Although the markets fell in the latter half which could be partly attributed to the Tata Power stock giving up most of the gains, analysts also believe that while being positive, the judgment may not lead to significant gains for Tata Power’s Mundra project as initially envisaged. Secondly, there are other issues in terms of implementation of the judgment, mechanism of compensating for Tata Power’s stake in coal mines, etc, which need clarification to ascertain the gains for the company. Until then, the gains for the stock too will remain restricted.
Tata Power’s Mundra project sources its coal requirements from Indonesia-based mines. In the past, the project suffered due to the unfavourable ruling of Indonesian government on the transfer pricing of the coal being exported from that country. This led to an increase in the cost of imported coal thereby resulting in the cost of fuel rising to about Rs 2 per unit. Mundra project’s realisation or tariff at Rs 2.45 per unit was not enough to capture this increase in fuel and other costs thereby leading to fuel cost under-recoveries of 50 paise per unit of power produced. The management had earlier said that a 40 paisa per unit hike in tariff will help the project break-even, while a 65 paisa increase will ensure reasonable returns. Due to under recoveries, the Mundra project reported a net loss of Rs 830 crore in the December 2013 quarter, taking the first nine months (FY13) loss to Rs 1,455 crore. With the last of the five units of 800 Mw each having commissioned recently, the losses are only expected to increase further for the Mundra project.

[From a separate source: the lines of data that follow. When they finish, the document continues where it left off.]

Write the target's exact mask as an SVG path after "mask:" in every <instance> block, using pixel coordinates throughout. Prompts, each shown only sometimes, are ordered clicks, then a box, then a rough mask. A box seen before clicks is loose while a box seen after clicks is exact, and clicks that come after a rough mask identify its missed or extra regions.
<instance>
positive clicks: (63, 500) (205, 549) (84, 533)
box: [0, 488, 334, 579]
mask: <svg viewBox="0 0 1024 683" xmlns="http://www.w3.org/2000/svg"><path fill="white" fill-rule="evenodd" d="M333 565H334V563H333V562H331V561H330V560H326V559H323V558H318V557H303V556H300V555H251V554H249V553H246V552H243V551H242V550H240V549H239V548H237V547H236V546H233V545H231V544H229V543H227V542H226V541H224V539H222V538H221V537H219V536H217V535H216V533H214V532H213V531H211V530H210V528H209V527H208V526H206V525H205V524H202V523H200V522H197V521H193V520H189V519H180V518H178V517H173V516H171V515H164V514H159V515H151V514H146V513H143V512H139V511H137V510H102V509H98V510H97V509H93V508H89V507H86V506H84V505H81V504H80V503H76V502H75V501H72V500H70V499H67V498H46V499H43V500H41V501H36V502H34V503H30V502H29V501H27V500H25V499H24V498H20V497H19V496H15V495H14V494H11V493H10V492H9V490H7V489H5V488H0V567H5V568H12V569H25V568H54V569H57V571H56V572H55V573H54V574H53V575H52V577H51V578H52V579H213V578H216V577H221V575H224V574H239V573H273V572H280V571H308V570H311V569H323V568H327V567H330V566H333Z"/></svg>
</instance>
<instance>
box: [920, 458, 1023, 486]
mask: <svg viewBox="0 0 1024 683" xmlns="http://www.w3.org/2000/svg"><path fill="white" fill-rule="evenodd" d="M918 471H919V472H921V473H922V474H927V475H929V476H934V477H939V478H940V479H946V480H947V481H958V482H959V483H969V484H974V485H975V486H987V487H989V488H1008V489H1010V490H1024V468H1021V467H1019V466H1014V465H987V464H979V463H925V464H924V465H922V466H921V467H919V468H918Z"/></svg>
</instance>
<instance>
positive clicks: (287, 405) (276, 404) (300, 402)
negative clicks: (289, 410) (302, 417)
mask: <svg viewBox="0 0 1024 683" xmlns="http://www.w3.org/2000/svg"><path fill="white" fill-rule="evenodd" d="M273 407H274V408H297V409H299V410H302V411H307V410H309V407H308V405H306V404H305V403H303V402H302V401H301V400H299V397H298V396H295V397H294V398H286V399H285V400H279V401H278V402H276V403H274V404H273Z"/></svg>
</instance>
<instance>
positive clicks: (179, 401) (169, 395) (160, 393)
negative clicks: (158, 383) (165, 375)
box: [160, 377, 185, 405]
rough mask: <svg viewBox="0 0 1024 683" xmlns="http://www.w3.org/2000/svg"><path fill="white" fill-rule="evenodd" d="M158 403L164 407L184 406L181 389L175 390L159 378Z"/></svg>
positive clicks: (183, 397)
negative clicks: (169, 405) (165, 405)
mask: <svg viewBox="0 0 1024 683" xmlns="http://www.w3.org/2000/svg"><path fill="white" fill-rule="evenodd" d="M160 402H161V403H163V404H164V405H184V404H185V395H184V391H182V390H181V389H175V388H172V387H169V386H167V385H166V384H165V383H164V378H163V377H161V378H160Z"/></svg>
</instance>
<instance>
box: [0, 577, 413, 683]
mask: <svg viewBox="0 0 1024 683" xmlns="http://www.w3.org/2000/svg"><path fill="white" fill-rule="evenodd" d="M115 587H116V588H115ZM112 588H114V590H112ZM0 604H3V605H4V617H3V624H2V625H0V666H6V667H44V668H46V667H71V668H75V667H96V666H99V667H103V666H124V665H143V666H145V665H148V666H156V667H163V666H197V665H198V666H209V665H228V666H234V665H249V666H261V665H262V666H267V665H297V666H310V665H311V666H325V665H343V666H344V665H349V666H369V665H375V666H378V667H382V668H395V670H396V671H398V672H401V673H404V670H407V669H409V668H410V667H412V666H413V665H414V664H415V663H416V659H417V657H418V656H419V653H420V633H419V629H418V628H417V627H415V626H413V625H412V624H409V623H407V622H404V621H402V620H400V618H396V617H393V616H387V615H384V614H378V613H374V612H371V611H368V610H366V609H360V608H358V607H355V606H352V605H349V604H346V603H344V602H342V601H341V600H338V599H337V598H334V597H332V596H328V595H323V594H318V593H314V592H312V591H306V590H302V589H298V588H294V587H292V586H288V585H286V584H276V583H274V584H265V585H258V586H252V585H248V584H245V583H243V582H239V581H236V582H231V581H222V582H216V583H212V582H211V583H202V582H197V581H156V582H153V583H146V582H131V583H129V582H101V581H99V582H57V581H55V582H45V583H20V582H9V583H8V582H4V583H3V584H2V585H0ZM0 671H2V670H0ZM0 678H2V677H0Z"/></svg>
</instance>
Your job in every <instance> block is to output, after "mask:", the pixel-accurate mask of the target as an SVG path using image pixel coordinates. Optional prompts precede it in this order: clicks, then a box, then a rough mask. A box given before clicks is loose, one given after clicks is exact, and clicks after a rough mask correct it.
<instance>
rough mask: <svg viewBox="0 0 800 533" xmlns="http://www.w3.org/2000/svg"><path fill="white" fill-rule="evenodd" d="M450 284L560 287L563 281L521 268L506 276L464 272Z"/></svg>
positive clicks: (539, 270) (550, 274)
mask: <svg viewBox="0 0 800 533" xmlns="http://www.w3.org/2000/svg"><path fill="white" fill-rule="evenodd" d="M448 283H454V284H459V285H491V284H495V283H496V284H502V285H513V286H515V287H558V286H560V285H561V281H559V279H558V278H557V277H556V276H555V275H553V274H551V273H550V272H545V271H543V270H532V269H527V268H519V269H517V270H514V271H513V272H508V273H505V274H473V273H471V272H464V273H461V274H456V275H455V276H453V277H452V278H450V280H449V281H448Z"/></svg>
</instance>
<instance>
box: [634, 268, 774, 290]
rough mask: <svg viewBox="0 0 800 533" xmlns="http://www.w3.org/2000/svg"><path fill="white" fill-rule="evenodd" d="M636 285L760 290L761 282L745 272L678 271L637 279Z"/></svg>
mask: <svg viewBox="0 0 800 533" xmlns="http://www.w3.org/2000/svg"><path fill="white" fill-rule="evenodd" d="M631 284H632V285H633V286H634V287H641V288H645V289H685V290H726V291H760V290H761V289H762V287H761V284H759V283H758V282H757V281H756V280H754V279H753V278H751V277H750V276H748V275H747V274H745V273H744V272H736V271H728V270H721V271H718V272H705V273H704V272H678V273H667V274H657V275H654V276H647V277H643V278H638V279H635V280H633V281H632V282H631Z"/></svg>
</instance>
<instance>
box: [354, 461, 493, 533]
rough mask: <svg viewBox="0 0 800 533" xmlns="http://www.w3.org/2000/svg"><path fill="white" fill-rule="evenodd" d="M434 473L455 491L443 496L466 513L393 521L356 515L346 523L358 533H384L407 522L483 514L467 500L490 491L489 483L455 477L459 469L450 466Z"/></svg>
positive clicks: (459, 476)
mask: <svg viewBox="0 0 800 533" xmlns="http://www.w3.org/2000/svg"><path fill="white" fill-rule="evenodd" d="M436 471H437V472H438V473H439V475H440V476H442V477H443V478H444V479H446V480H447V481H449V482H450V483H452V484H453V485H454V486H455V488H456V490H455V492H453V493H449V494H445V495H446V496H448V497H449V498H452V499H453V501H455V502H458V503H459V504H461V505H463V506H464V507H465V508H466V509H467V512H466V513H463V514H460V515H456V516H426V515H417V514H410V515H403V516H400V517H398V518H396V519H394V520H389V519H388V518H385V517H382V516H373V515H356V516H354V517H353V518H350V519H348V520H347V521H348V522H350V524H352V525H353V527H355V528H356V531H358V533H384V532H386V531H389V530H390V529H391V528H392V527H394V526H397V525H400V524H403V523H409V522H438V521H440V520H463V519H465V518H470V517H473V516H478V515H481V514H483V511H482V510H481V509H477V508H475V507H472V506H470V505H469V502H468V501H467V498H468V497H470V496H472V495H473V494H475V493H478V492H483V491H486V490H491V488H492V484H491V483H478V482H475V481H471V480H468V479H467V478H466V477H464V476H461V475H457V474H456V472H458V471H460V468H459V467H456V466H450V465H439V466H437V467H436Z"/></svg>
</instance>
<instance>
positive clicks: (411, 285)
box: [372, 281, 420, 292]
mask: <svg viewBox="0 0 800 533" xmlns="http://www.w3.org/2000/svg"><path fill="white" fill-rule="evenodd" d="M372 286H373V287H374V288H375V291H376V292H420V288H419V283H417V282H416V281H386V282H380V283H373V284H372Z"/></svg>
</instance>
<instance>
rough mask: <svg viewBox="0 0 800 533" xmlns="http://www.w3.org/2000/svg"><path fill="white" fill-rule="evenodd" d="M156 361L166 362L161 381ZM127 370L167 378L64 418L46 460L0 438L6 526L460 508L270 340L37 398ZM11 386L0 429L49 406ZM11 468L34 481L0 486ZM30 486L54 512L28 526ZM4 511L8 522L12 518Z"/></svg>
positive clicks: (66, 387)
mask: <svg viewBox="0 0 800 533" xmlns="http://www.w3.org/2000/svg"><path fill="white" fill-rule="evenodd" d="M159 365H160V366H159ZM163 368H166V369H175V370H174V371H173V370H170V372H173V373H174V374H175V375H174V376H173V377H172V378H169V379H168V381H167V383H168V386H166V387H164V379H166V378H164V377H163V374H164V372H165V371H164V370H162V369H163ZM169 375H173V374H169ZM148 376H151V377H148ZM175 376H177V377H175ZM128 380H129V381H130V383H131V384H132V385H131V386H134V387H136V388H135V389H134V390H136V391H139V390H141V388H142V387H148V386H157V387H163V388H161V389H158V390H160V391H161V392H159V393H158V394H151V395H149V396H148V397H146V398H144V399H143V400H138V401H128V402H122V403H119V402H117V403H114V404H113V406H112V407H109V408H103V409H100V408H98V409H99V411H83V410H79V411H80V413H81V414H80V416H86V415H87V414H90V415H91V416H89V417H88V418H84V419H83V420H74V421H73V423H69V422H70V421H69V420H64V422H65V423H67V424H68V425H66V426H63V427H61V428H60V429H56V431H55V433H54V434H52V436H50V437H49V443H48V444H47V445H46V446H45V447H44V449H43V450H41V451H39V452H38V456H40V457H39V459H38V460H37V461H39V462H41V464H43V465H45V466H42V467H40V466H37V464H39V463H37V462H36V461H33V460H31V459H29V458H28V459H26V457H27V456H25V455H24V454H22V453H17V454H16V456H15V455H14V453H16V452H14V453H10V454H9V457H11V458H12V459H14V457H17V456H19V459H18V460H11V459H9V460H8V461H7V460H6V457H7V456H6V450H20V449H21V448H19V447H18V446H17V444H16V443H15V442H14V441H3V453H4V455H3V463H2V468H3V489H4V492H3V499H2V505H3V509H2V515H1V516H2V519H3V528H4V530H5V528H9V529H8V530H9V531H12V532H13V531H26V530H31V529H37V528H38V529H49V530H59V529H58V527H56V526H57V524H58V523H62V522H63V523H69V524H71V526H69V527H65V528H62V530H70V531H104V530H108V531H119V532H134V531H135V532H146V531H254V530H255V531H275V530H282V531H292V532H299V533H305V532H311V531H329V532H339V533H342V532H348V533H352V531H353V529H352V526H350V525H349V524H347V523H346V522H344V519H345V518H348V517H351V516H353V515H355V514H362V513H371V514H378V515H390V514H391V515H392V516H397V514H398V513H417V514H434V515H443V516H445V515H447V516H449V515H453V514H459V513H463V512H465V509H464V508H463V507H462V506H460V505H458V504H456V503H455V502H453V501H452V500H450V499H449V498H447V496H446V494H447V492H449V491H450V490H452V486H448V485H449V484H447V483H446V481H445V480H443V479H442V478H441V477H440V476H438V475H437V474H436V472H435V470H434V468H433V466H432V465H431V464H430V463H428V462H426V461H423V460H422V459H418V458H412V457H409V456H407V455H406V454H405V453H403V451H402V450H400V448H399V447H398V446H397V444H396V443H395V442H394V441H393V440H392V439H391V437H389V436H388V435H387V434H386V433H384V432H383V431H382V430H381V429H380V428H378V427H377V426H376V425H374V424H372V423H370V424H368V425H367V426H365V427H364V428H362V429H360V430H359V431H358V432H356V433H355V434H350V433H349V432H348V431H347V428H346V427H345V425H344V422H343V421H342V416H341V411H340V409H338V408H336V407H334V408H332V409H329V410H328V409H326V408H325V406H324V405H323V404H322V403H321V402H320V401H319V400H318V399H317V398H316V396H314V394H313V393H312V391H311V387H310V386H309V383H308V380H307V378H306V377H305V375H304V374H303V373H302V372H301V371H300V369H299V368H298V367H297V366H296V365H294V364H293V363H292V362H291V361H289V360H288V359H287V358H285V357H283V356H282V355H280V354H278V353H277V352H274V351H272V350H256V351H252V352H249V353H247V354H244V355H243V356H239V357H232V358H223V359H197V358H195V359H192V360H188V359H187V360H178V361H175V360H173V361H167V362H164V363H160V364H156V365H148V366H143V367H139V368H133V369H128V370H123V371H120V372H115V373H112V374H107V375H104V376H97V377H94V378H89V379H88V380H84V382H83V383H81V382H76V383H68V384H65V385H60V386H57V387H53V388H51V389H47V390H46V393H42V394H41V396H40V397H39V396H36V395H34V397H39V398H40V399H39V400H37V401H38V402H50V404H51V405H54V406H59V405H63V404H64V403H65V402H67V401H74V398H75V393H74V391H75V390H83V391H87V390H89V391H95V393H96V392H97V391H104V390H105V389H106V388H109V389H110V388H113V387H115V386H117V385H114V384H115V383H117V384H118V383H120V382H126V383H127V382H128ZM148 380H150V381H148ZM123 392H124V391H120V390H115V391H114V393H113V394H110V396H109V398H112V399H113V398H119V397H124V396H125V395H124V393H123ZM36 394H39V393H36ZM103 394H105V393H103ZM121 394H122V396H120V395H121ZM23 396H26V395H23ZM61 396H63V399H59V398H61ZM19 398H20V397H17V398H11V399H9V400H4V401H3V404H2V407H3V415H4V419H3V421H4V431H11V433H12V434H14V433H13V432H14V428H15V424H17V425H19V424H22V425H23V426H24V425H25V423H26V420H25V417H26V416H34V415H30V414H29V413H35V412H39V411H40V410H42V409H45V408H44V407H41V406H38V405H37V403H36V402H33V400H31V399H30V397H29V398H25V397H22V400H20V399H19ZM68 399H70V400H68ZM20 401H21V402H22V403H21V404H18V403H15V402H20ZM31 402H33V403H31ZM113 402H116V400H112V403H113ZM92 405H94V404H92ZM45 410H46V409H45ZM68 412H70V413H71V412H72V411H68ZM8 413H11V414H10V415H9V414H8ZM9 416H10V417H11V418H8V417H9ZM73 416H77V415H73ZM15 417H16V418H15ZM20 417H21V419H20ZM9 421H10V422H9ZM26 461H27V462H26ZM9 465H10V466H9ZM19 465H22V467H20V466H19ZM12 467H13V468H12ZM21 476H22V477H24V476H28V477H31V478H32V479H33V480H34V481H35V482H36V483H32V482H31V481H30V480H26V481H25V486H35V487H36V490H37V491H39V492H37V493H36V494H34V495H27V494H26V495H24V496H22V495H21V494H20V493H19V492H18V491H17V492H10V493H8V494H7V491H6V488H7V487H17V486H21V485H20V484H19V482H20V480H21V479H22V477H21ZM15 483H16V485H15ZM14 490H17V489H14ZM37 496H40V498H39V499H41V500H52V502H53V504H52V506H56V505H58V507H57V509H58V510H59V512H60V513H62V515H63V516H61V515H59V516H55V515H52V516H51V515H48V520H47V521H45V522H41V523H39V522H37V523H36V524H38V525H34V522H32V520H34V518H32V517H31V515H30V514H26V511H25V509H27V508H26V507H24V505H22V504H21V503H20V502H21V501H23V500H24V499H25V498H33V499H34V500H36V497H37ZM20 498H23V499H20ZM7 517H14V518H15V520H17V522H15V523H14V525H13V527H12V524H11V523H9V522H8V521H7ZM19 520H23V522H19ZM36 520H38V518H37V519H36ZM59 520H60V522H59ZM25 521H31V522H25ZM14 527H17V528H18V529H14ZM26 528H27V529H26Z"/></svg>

However, in the case of Tata Power it also makes a good amount of profits on the coal supplied to the Mundra project as it owns 30 per cent stake in the Indonesian mines which supply this coal. This is also a reason that analysts do not see major benefits accruing to Tata Power even if a similar ruling or notification (like in the case of Adani Power) comes through for the Mundra project. For instance, analysts say that Indonesian mines produce about 65 million tonnes of coal and earn an earnings before interest, taxes, depreciation and amortization (Ebitda) of about $40 per tonne and about $20 per tonne as net profit. Given Tata Power’s 30 per cent stake in these mines, it should effectively be able to account for about Rs 2,000 crore in annual profits, which is close to the loss that is expected to be made by the Mundra Project in 2012-13.
Nevertheless, this judgment has provided some boost to sentiment and should also lead to some respite for Tata Power’s Mundra project in terms of its viability. But analysts feel that to make the project profitable, the tariff should take care of reasonable returns for such transfer of benefits.